The Oxford and District NUJ Branch is taking up the issue of access for journalists to immigration detention centres. Branch member Bill MacKeith explains why this is important.
There has been an extremely unhealthy expansion in the ‘business’ of locking up innocent people without time limit under administrative powers granted the government by the 1971 Immigration Act, growing from a ‘detention estate’ of around 150 bed places in the early 1990s to over 3,000 today.
It is literally a business: seven of the UK’s nine main detention centres are run for the benefit of private shareholders by Mite, G4S, Serco and GEO.
This arrangement is to the mutual benefit of private companies and government; each hides behind the other when it things go wrong, and in general ‘commercial confidentially’ is allowed to conceal vital information such as the penalty payable by a private company if it is deemed responsible when a person dies in detention, or incentives to keep all bed places filled.
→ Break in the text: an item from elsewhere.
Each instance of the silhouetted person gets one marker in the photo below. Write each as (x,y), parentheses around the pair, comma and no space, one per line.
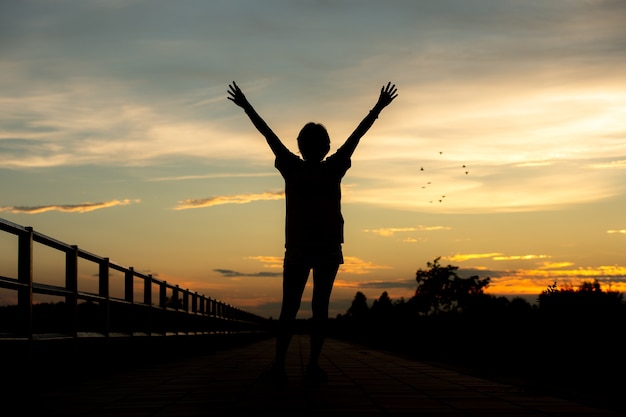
(314,224)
State institutions and institutions run by private companies under contract to the state, must be held to account by the public, journalists and elected representatives. Yet immigration detention centres are closed to journalists as such. A journalist has to enter in another guise, often as a visitor to a person detained (or, in the case of one Independent reporter, entering as a roadie for a band playing to entertain detainees).
The people detained there are not a threat to security or anyone’s safety. So why are such places not open to public scrutiny?
The issue is pertinent locally as on our doorstep is Campsfield Immigration Removal Centre, next to Oxford airport near Kidlington. This opened in 1993, holds up to 280 people and is run by Mitie.
Over the years, protests and demonstrations by people detained at Campsfield and their supporters outside, along with fires, arson, and suicides, have drawn the attention of public and politicians. The centre has a low reputation (the Oxford Mail has dubbed it ‘Oxford’s shame’) and local authorities have called for its closure.
Such institutions must be open to scrutiny, and that means that journalists (and elected representatives) must have physical access to detention centres, with the right to talk unhindered to detainees without being overheard by those in authority.
The right of journalists in France to have access to immigration detention centres (when accompanying members of parliament or the European parliament) was recently recognised by the French government.
There are no overriding reasons of security or safety that justify the prevention of such access in the UK.
The January meeting of our branch decided to take up the issue of access for journalists, and resolved to:
- work with others towards legislation and or changes in non-statutory regulations to secure such access for journalists,
- call on the NUJ’s national executive to take part in such efforts,
- call on elected representatives to support the right of journalists for access, and
- ask Oxford and District Trades Union Council to give its support to this initiative.
As a first step, the branch is writing to the NUJ’s national Policy Committee asking for its support in getting the union to take up issue, and is also asking Oxford Trades Council for its support and involvement.